At the international level, Kelman is eligible to play for England and the United States, the latter through is father’s citizenship. Based on a recommendation from Southend United, he joined the set-up in 2018, appearing for the U-18 team at 16 years old. With the U-20 squad, the striker scored seven times in 19 caps and was “gutted” to miss out on the 2019 U-20 World Cup, a sentiment surely increased by the cancelation of this year’s edition.

Kelman describes himself as “a very instinctive player” that “loves doing things no one else would think of,” earning the nickname “young Wazza” due to a “small but stocky stature” resembling Wayne Rooney. He is considered “mature for his age” and “an old school number nine type of player.” Despite the failure at Gillingham, manager Steve Evans praised him as a “really good kid” and “will never have a bad word to say about him.”

Kelman is an intuitive striker, not overly athletic or pacey, but possesses an innate understanding of the position. He makes the correct runs and presses the opponent, while also displaying some tricky dribbling to open up space. His 5’9” height belies the ability to win headers in the box, adding another dimension to his two-footed scoring ability.

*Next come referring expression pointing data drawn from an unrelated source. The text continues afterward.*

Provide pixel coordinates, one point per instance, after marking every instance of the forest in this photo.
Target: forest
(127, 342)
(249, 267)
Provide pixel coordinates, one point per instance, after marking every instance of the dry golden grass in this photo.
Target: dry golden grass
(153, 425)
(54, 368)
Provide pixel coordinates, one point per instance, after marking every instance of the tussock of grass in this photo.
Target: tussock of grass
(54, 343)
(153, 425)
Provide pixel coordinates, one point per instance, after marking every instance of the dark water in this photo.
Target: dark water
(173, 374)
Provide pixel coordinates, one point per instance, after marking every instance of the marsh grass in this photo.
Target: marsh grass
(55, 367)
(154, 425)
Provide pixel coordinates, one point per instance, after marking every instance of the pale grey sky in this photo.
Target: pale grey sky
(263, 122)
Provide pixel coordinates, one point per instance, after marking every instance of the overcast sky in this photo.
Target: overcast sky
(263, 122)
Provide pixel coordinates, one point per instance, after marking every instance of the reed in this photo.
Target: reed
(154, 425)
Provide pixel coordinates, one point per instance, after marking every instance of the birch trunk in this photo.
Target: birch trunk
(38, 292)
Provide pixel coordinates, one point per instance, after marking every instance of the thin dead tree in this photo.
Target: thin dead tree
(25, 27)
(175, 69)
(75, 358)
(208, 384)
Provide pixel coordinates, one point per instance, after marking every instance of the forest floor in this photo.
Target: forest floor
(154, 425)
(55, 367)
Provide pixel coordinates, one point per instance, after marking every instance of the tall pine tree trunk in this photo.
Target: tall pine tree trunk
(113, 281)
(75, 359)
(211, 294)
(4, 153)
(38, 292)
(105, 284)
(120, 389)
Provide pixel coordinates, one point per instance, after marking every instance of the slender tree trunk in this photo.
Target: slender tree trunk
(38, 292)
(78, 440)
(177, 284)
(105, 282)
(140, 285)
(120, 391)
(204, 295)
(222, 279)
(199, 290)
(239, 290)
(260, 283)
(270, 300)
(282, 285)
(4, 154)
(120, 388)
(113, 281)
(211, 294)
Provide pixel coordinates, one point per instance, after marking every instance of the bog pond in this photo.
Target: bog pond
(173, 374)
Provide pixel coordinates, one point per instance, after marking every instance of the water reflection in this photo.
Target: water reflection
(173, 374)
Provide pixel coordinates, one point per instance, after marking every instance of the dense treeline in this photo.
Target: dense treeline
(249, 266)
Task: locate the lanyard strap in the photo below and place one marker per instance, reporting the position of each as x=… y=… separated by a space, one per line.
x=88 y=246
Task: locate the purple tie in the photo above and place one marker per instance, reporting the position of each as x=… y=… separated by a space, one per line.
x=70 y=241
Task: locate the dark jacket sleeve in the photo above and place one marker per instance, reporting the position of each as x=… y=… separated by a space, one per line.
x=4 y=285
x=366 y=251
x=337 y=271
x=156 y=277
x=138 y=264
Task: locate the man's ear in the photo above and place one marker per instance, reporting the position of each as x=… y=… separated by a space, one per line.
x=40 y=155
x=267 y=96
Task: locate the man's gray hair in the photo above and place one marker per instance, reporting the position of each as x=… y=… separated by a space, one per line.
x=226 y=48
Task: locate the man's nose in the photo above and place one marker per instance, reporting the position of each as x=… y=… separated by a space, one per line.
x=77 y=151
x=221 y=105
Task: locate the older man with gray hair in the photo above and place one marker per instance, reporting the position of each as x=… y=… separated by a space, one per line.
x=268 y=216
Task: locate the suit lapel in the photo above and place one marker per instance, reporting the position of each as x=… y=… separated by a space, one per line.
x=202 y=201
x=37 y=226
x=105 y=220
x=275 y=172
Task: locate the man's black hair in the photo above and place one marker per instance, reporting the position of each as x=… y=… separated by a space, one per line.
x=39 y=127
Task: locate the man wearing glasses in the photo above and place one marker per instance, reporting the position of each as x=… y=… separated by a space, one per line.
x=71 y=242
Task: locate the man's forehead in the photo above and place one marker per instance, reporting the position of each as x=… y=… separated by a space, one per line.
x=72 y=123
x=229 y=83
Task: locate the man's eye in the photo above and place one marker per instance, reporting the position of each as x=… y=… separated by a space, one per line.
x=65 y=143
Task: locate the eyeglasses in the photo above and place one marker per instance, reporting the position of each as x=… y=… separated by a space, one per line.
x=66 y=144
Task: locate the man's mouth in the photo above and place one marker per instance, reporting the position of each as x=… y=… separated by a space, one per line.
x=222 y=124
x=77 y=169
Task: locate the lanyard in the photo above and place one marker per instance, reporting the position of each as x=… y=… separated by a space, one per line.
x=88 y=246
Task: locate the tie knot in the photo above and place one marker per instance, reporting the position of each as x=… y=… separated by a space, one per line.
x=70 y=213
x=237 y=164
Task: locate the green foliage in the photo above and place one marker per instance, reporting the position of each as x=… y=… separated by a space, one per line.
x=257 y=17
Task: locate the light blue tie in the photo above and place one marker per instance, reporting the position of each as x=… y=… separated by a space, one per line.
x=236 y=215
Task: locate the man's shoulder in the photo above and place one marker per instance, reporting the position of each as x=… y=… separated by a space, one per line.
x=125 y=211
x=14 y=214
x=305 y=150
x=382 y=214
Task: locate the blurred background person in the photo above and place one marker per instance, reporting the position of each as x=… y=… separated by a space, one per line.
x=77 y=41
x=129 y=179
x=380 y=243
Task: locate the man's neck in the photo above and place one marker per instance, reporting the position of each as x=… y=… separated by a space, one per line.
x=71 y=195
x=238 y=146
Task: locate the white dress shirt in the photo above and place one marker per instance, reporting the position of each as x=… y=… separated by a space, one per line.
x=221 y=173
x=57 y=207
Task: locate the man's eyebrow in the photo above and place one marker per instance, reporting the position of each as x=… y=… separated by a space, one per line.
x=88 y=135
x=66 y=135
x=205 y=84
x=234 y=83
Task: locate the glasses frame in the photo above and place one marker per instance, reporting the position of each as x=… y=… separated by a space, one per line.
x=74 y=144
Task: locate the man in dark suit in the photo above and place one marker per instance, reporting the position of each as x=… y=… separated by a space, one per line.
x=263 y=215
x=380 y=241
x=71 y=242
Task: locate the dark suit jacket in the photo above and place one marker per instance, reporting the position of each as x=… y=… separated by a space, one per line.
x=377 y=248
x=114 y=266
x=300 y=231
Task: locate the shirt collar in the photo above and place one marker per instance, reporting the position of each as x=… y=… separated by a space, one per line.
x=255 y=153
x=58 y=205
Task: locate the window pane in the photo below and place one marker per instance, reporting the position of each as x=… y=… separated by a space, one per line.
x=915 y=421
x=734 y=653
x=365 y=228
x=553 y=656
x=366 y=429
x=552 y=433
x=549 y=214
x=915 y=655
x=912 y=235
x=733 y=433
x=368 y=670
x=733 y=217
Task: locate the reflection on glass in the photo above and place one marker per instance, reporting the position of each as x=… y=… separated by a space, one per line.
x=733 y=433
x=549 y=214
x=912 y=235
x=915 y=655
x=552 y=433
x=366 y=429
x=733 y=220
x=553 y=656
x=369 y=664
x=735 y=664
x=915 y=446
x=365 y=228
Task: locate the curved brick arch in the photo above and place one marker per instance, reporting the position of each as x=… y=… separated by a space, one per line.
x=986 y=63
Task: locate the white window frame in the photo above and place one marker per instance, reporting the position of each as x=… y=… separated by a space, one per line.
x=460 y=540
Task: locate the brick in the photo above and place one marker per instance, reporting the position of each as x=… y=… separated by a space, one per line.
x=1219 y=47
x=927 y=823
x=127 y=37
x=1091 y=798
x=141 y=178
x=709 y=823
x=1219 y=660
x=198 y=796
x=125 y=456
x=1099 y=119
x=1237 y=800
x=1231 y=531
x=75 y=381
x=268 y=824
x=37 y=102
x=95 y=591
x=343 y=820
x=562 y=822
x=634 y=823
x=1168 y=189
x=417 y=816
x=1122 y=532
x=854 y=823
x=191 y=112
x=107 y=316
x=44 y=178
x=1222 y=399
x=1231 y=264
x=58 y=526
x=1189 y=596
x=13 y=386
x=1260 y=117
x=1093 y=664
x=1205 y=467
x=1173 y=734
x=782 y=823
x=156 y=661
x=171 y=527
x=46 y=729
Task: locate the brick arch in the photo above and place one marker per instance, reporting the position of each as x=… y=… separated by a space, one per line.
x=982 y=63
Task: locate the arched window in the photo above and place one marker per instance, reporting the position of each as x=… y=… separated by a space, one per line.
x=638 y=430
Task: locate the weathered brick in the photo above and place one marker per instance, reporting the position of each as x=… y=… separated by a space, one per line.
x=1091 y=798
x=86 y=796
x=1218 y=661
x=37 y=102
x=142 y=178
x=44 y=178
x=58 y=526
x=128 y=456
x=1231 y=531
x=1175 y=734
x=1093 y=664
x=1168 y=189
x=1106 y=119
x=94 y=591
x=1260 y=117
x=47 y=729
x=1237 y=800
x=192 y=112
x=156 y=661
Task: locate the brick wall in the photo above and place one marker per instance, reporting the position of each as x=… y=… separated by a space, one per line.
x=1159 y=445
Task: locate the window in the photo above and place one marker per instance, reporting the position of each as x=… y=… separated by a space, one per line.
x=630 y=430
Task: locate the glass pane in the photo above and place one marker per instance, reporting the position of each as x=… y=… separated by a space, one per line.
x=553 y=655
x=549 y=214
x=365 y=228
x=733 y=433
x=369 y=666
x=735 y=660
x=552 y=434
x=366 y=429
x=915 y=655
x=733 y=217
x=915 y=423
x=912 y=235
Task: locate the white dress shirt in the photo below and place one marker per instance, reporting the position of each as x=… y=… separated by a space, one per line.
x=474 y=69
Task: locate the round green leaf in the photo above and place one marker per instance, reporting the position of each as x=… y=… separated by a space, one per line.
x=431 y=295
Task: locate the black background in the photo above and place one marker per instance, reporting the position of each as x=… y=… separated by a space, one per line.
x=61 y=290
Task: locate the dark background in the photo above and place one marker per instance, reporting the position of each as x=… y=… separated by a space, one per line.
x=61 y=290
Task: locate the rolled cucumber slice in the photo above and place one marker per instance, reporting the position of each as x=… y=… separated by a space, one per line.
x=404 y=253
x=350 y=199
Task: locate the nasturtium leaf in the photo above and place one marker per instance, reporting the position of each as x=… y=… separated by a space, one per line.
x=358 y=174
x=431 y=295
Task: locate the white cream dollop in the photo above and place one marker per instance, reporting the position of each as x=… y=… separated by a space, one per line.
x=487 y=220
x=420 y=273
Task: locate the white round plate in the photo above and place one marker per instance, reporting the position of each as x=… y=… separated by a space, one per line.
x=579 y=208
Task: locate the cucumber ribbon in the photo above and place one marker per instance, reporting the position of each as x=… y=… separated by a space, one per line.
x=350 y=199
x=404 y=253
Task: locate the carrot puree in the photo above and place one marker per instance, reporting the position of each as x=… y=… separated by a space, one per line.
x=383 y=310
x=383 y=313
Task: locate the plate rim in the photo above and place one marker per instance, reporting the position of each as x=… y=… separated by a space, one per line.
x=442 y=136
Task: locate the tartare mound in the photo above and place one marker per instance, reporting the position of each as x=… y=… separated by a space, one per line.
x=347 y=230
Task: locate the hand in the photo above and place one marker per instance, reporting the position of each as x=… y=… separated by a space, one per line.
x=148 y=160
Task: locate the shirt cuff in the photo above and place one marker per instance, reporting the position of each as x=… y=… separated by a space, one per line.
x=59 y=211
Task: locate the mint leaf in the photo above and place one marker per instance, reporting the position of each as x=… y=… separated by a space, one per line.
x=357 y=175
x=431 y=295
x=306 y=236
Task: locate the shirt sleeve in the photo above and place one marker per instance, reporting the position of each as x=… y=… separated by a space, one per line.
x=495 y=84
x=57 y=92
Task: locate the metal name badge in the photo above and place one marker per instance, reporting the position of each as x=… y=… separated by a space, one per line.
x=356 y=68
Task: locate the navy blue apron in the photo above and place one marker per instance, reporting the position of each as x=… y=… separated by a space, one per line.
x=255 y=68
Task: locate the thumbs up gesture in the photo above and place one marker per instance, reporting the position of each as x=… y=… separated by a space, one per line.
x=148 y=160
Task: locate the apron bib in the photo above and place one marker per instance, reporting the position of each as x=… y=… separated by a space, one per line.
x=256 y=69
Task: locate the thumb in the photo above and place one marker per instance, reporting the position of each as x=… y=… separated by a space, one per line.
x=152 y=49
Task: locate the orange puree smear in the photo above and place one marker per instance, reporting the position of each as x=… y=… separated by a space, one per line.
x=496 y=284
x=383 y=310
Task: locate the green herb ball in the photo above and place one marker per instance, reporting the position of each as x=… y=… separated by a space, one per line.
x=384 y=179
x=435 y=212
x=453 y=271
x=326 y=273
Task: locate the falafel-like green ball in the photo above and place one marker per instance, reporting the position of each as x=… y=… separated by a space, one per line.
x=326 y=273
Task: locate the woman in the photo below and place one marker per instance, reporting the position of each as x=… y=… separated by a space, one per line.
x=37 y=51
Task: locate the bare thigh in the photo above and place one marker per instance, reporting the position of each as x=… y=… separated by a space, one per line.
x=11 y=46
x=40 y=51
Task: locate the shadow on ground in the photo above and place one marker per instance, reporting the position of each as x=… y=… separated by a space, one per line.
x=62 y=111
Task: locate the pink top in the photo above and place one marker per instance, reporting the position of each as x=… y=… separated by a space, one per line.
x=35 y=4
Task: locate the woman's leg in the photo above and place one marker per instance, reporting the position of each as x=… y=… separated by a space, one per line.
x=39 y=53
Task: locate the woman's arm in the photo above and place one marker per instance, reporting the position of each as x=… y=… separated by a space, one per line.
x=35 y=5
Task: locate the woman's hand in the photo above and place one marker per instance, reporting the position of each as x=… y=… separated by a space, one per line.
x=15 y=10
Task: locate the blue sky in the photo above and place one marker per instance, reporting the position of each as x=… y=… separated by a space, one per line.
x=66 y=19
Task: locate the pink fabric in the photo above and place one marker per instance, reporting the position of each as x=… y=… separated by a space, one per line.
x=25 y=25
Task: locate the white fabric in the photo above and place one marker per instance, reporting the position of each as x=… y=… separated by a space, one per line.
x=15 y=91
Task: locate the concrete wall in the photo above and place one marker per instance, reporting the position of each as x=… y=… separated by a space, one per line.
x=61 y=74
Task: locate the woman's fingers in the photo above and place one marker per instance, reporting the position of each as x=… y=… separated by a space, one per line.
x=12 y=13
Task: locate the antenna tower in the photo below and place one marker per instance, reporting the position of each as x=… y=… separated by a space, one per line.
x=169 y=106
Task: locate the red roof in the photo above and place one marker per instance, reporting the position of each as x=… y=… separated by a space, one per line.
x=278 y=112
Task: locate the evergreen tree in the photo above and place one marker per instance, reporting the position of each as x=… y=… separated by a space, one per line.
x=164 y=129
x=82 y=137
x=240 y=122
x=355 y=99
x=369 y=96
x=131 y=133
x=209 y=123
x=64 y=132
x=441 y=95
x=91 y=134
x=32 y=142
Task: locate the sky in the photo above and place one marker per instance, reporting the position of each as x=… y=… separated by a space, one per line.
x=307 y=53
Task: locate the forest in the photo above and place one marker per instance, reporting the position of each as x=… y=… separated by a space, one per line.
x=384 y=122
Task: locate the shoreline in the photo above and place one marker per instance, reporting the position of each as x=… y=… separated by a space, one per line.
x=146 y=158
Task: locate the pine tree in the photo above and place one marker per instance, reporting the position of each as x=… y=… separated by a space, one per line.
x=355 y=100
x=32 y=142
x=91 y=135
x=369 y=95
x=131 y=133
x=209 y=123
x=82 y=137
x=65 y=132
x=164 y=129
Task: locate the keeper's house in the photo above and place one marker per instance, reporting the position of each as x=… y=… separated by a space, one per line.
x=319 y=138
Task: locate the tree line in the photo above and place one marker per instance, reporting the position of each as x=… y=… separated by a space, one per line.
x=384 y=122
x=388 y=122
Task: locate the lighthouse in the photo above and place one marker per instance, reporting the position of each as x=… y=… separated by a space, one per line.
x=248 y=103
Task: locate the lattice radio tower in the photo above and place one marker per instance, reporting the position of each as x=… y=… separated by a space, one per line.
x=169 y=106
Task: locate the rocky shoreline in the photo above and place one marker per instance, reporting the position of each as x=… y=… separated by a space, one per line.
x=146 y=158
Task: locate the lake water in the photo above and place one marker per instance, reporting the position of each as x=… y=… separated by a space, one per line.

The pandemic disrupted the sporting world, altering the paths of many young talents. For Kelman, the canceled U-20 World Cup would have provided the chance for higher-level playing time and the opportunity to further integrate into the U.S. national team program. After a failed loan, his climb remains steep, although recent performances at the reserve level indicate an ability to score in bunches still bubbling under the surface. With time, he could work his way back into the QPR rotation or embark on another temporary move that better suits his needs, adjusting the trajectory of his career.